Helle Helle's 'They' Review: A Minimalist Masterpiece of Mother-Daughter Bond
Helle Helle's 'They': A Masterpiece of Mother-Daughter Bond

Helle Helle's 'They': A Quietly Powerful Exploration of Family Bonds

Danish author Helle Helle's novel They, now available in the UK through Martin Aitken's precise translation, presents a remarkably understated yet emotionally resonant portrait of a mother-daughter relationship facing terminal illness. This minimalist masterpiece demonstrates how the most profound human connections often reveal themselves through the smallest, most ordinary moments of daily life.

The Unspoken Language of Family

The story unfolds in a quiet Danish backwater on the island of Lolland, where an unnamed mother and her sixteen-year-old daughter live above a hairdresser's salon. Their world consists of simple routines: walking through spring-awakened fields, grocery shopping, attending evening classes together. Helle's prose captures their symbiotic closeness with remarkable economy, showing how they share silent moments sitting by windows, reading the local weekly newspaper, and drinking tea in synchronized sips.

What makes They particularly compelling is how Helle handles the revelation of the mother's terminal diagnosis. Rather than descending into sentimental melodrama, the novel maintains its quiet observational tone as life continues much as before, albeit with the daughter now spending long hours visiting her mother in hospital. These hospital scenes contain some of the book's most tender moments, including a heartbreaking exchange where the mother offers her daughter morphine for a broken toenail.

The Inversion of Caregiving Roles

As the mother returns home from hospital, their relationship undergoes a subtle but profound transformation. The daughter must now assume caregiving responsibilities, struggling with household tasks like vacuuming and cleaning the toilet. Helle captures the emotional complexity of this role reversal with remarkable sensitivity, showing how the daughter's carefully maintained composure occasionally fractures in unexpected moments—crying into a fur-collared coat in a shop or developing irrational hatred toward a carpet.

Simultaneously, the novel maintains its focus on the daughter's teenage experience—her shifting friendships, anxieties about popularity and appearance, and the overwhelming sense of an uncertain future. The mother's limited time intensifies these normal adolescent concerns, creating a poignant tension between the urgency of impending loss and the slow passage of ordinary days.

The Power of Minimalist Storytelling

Helle's greatest achievement in They lies in her ability to find profound meaning in seemingly insignificant details. The accumulation of small moments—shared laughter over biscuits, singing childhood songs together, the rustle of garlands outside their window—builds into a powerful meditation on mortality, care, and the unspoken bonds that define family relationships.

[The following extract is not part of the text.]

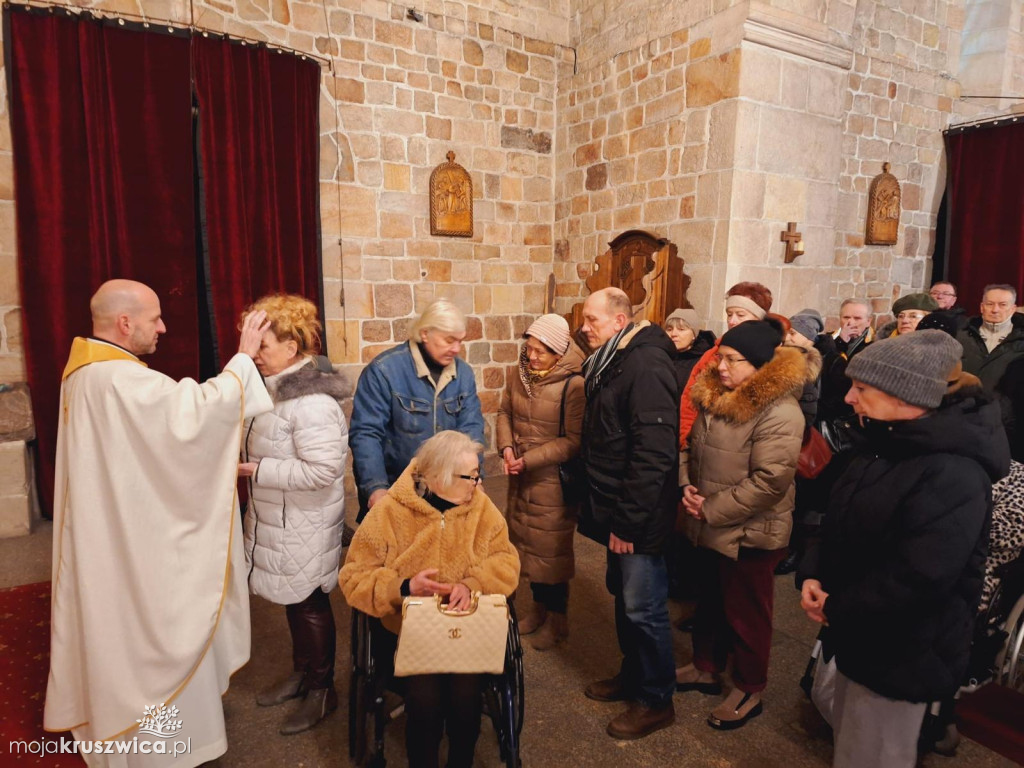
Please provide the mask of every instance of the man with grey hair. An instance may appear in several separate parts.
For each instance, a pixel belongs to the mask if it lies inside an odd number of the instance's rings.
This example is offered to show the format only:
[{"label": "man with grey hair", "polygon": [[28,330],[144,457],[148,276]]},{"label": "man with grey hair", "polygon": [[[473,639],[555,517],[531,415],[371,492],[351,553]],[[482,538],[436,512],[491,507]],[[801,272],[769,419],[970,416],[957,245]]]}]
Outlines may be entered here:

While some readers might find the novel's minimalist approach challenging, those who embrace its quiet rhythm will discover a story that demands and rewards close attention. The tension of impending loss never resolves into dramatic climax but instead creates a sustained awareness of life's fragility, forcing both characters—and by extension, the reader—to appreciate each present moment more fully.

A Testament to Translation Excellence

Martin Aitken's translation deserves particular praise for maintaining the delicate balance of Helle's original Danish prose. The English version preserves the novel's sparse elegance while ensuring that every emotional nuance resonates with English-speaking readers. Published by Akoya Books at £12.99, this translation makes Helle Helle's distinctive voice accessible to a wider audience without sacrificing the subtlety that makes her work so distinctive.

They stands as a remarkable achievement in contemporary European literature—a novel that proves how much can be communicated through what remains unsaid. Its precise, controlled storytelling creates an unforgettable reading experience that lingers long after the final page, reminding us to slow down and notice the quiet moments that truly define our most important relationships.